Y mientras candidatas y candidatos compiten por hacer el video más viral, pocos hablan de la independencia judicial, de la ética en la impartición de justicia o de cómo planean resistir las presiones políticas. Lo que debería ser un ejercicio de deliberación ciudadana sobre perfiles técnicos se ha convertido en un festival de ocurrencias. “Soy abogada, no soy influencer, ¿o sí?”, se pregunta una candidata a magistrada, resumiendo involuntariamente la absurda confusión que permea todo este proceso.

La ironía más cruel de este teatro es que, pese a todo el espectáculo, el resultado ya está escrito. No serán estos patéticos TikToks los que definan quién ocupa cada cargo.

El poder para interpretar la Constitución, para decidir sobre la libertad de las personas y para resolver controversias que afectan la vida de millones de ciudadanos no quedará en manos de quienes mejor sepan “detonar” en redes sociales, sino de quienes reciban el favor del poder político en turno.

Difícil esperar algo distinto en un proceso en el cual las personas que decidan votar deberán navegar por hasta 13 boletas (como en Veracruz), intentando distinguir entre cientos de nombres desconocidos, candidaturas a cargos que quién sabe qué tareas desempeñan, y cuya principal presentación ha sido un TikTok de 30 segundos. Como 85% de los votantes ni siquiera planea acudir a las urnas, según los propios cálculos oficiales, un cargo de la Suprema Corte podría ser elegido con apenas unas decenas de miles de votos en todo el país. El caricaturesco proceso sellará de esa manera el destino de 881 cargos federales, más otros miles a escala local.

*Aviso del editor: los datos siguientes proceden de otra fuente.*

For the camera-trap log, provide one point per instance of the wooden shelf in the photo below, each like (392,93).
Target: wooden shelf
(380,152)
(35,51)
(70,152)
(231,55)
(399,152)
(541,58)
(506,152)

Aun así, lo más trágico no es el ridículo de estas campañas, sino la idea misma de someter todo el aparato judicial al voto popular. ¿Cómo llegamos al disparate de elegir jueces de todos los niveles por sufragio universal? El sistema judicial funciona precisamente porque está diseñado para operar con independencia de los vaivenes de la opinión pública.

La ciudadanía, comprensiblemente, no tiene por qué conocer las complejidades técnicas del derecho o la trayectoria de miles de aspirantes a cientos de cargos.

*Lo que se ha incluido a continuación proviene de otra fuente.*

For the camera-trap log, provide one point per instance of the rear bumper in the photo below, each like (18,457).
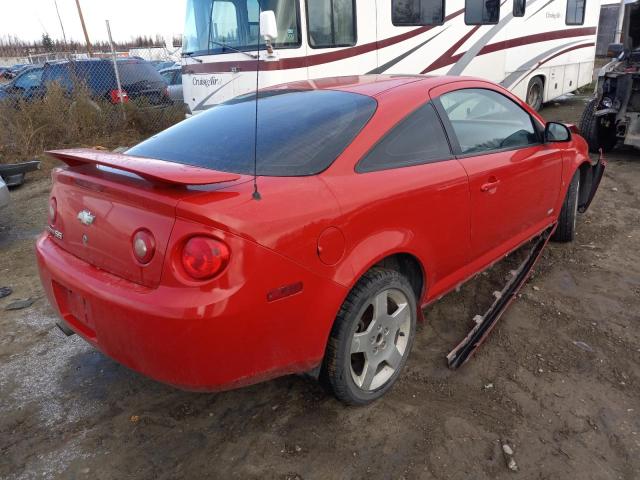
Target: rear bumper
(195,338)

José Luis Guerrero. Un muñeco con 20 años de experienia. Foto: Facebook.

Esta elección no fortalecerá al Poder Judicial; lo debilitará profundamente. Convertir a juzgadores en personajes populares que dependen del favor del público y del poder político destruye la esencia de la función judicial. La independencia no es compatible con la popularidad ni con la necesidad de agradar constantemente a las masas, ni con el favor de quienes controlan las redes clientelares.

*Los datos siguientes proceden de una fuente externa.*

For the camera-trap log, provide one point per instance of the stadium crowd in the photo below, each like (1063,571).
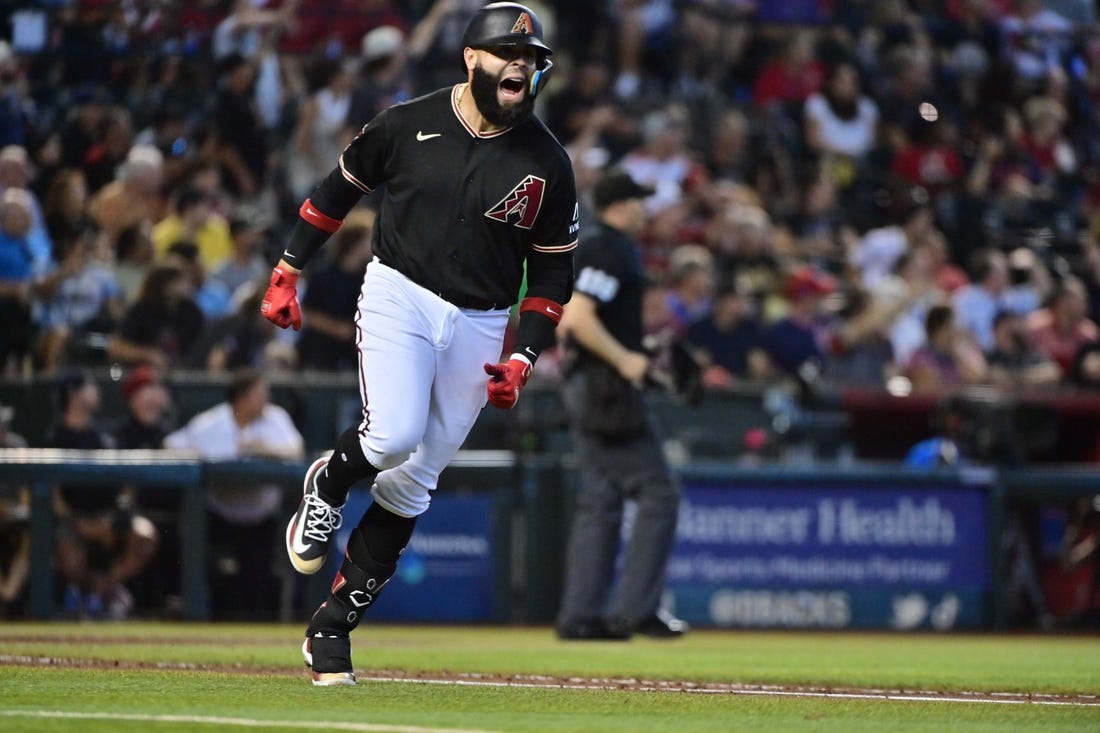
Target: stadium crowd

El candidato a juez federal que promete “detonar la injusticia” mientras suena música de Rigo Tovar de fondo es la perfecta metáfora de este despropósito. Como sociedad, estamos permitiendo que nuestra última línea de defensa contra los abusos del poder se convierta en un espectáculo donde triunfa no quien mejor conoce la ley, sino quien mejor la bailotea o mejores vínculos ha construido con el poder, ese mismo poder frente al cual debe ser contrapeso.

De estas elecciones judiciales nacerá una justicia más débil, más dependiente del poder y menos capacitada para ser contrapeso. Entre chicharrones y perreos, México está sacrificando uno de los pilares de su democracia. Y eso, más allá de la pena ajena, debería causarnos un profundo temor.